Despite all this, wind and solar output has been growing in the United States and is beginning to compete with dirtier power sources on price.

“Solar and onshore wind are the two cheapest forms of utility-scale energy in the United States,” Mr Elkin told RTÉ News.

“I think if we can overcome some of these local obstacles, the market is right for really significant growth of these industries, regardless of the power of the fossil fuel industry,” he said.

As renewable energy gets cheaper – and the weather gets hotter – it seems attitudes among American consumers are shifting too.

A UN-backed report released this week, showed that 54% of Americans surveyed favoured a quick transition away from fossil fuels.

Red light for the green transition

But prominent Republican politicians have pushed back on Mr Biden’s green legislation.

The governor of Florida Ron DeSantis introduced a law to ban offshore wind turbines and boost protections for the natural gas industry.

Mr DeSantis said the bill, which will come into effect on July 1st, rejected the agenda of “radical green zealots”.

Critics say policies like these are out of step with the public who are feeling the effects of climate change and want the government to step up.

“There’s still a contingent in the US that really does not accept the science that humans are causing climate change or that climate change is real or that we need to be doing anything about it,” Kristina Dahl said.

“But over time, we’ve seen that contingent grow smaller and smaller as more and more people understand what’s happening because they’re seeing it and they’re feeling it in their own lives,” she said.

Nevertheless, the small contingent can still be “dangerous,” she said.
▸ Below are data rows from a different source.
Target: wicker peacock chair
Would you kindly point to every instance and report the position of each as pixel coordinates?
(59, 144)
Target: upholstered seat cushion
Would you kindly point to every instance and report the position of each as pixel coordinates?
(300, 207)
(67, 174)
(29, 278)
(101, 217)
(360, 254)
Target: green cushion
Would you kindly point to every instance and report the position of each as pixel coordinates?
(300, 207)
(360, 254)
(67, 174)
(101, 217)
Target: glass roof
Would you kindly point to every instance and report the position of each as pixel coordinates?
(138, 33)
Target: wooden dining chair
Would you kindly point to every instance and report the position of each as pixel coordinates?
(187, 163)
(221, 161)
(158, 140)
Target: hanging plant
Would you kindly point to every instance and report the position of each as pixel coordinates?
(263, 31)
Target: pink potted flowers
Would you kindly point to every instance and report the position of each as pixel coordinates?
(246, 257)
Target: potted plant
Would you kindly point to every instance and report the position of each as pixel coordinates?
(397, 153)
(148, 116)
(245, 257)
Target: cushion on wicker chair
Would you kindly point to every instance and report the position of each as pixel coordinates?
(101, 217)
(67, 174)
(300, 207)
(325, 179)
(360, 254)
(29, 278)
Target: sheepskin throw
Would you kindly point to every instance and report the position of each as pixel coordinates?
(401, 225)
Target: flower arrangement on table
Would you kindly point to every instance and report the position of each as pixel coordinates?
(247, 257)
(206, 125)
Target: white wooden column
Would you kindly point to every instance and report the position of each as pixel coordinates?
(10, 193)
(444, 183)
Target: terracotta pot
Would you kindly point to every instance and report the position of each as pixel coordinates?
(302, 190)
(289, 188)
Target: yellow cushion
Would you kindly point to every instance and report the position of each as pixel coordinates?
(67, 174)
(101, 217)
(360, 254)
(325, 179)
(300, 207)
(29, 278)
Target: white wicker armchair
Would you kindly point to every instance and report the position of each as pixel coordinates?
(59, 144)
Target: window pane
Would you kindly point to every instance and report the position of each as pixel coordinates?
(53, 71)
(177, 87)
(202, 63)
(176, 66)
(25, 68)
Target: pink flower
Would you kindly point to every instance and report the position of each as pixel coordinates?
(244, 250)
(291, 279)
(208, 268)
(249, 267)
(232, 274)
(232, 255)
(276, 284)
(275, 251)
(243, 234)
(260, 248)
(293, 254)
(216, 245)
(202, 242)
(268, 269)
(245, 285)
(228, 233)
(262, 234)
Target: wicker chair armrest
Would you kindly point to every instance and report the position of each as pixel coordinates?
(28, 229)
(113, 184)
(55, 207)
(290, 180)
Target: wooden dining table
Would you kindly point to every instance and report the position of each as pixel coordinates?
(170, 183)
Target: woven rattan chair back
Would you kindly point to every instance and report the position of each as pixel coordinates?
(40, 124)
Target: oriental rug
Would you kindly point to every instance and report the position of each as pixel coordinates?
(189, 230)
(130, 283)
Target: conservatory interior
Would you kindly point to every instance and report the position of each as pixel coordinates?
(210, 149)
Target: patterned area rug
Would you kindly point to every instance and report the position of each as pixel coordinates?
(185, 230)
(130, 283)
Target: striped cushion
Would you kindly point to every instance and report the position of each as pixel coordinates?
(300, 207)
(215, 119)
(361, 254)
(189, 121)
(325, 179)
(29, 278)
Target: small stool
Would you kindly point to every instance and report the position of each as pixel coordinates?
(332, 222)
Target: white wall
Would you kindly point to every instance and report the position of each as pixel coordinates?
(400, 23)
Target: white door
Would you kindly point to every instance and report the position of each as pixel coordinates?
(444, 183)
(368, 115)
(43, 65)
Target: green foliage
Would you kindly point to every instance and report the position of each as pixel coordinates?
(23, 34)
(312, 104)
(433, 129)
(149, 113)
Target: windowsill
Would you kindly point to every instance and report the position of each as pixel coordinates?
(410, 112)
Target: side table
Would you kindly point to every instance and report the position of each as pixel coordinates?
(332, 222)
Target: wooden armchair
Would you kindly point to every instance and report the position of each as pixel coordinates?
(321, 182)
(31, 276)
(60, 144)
Mr DeSantis has endorsed former president Trump for re-election. Mr Trump has repeatedly dismissed climate change science as a “hoax” and vowed to cancel Mr Biden’s green agenda if he takes back the White House.

Climate scientists fear that a change in administration this November, could further slow America’s energy transition, knocking the country way off target for emissions reductions.

“I think the question is, do we build enough renewable energy infrastructure in time to avoid the worst impacts of climate change,” said Mr Elkin.

“And that’s a question that I don’t have an answer to,” he said.